Dall'Inter alla Sampdoria. La rinascita di Antonio Candreva passa anche dall'esperienza in Liguria, come racconta l'esterno al Corriere dello Sport: "Sono contento del mio rendimento, un po’ meno pensando alla squadra. Sei felice quando si raggiungono gli obiettivi comuni. C’è stata qualche difficoltà, sinora siamo stati discontinui. La passione per il calcio è immensa. L’entusiasmo mi fa andare avanti. E qui ci sono le condizioni per esprimersi bene. Sono arrivato a Genova, un anno fa, venendo da una stagione particolare. La finale di Europa League a fine agosto, sono andato via dall’Inter al termine di un mercato chiuso il 5 ottobre. Tutto di corsa, senza ritiro estivo. Nella seconda metà del campionato, io e la Samp siamo venuti fuori meglio, chiudendo al nono posto con 52 punti. Ora siamo altalenanti, ma abbiamo tutte le capacità per ripeterci".

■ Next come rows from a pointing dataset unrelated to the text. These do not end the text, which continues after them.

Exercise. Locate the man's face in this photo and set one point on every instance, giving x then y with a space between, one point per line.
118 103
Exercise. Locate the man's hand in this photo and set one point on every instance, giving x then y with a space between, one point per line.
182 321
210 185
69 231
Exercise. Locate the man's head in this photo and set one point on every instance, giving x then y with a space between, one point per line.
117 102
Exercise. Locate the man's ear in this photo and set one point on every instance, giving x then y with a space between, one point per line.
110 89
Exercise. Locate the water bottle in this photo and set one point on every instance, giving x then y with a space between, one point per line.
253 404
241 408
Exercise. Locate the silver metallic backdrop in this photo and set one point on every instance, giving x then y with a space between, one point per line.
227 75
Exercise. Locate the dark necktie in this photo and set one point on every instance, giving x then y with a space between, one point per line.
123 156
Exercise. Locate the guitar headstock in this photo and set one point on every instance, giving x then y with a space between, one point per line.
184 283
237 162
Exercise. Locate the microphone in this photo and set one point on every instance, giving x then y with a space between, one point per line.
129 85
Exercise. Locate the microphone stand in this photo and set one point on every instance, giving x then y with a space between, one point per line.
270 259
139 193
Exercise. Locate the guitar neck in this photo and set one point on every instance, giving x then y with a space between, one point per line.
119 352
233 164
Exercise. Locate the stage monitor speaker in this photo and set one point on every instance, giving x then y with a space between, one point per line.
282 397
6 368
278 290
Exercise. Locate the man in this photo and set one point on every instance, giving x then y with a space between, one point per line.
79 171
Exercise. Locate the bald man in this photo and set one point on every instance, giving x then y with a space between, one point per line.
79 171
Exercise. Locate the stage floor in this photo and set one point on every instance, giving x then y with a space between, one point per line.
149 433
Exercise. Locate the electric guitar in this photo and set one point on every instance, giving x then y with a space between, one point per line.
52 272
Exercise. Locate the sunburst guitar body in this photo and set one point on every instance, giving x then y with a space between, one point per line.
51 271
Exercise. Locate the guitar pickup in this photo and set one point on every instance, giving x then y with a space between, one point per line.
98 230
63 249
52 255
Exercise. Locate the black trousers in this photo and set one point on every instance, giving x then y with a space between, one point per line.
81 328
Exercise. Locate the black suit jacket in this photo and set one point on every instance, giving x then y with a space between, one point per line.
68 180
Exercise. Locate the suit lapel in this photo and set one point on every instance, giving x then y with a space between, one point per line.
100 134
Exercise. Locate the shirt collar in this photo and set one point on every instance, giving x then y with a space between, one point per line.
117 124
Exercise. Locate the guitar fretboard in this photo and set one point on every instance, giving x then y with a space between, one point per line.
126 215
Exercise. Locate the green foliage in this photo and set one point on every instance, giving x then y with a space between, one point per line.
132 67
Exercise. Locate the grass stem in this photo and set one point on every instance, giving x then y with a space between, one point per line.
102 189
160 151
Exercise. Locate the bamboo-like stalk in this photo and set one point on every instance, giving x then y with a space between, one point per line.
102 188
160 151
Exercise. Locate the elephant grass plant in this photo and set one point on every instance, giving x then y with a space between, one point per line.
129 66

L’ultima partita azzurra di Candreva risale al marzo 2018 a Wembley con l’Inghilterra. Tridente con Immobile e Insigne, staffetta con Chiesa. Quante coincidenze. Ci ha pensato guardando la finale dell’Europeo?
"Ricordo quella partita. Era il periodo di transizione con Di Biagio, dopo un paio di mesi sarebbe arrivato Mancini per aprire un nuovo ciclo. L’Europeo l’ho seguito da tifoso e sono orgoglioso della Nazionale. Torneo super, complimenti. Tutti ci siamo divertiti a vedere gli azzurri. Si è riassaporata la voglia di Nazionale. Wembley, visto dall’interno con 80 mila spettatori, è uno stadio fantastico. Vincere in casa dell’Inghilterra è stato ancora più bello".

Ha pensato, anche per un solo istante, ci sarei potuto essere...
"Ma no. E’ stato bello guardarli e tifare. Un gruppo giovane, stanno facendo bene. Si stanno imponendo nei loro ruoli e in Nazionale. Sono un vecchietto e quindi...".

Per il modo in cui sta giocando, anche a 34 anni, non sembra. Se Mancini chiamasse?
"Direi sì. Sarei onorato e orgoglioso di far parte di un gruppo che ha vinto l’Europeo, indossando di nuovo una maglia gloriosa. E’ la nostra Nazionale. Siamo tutti un blocco unico quando scende in campo".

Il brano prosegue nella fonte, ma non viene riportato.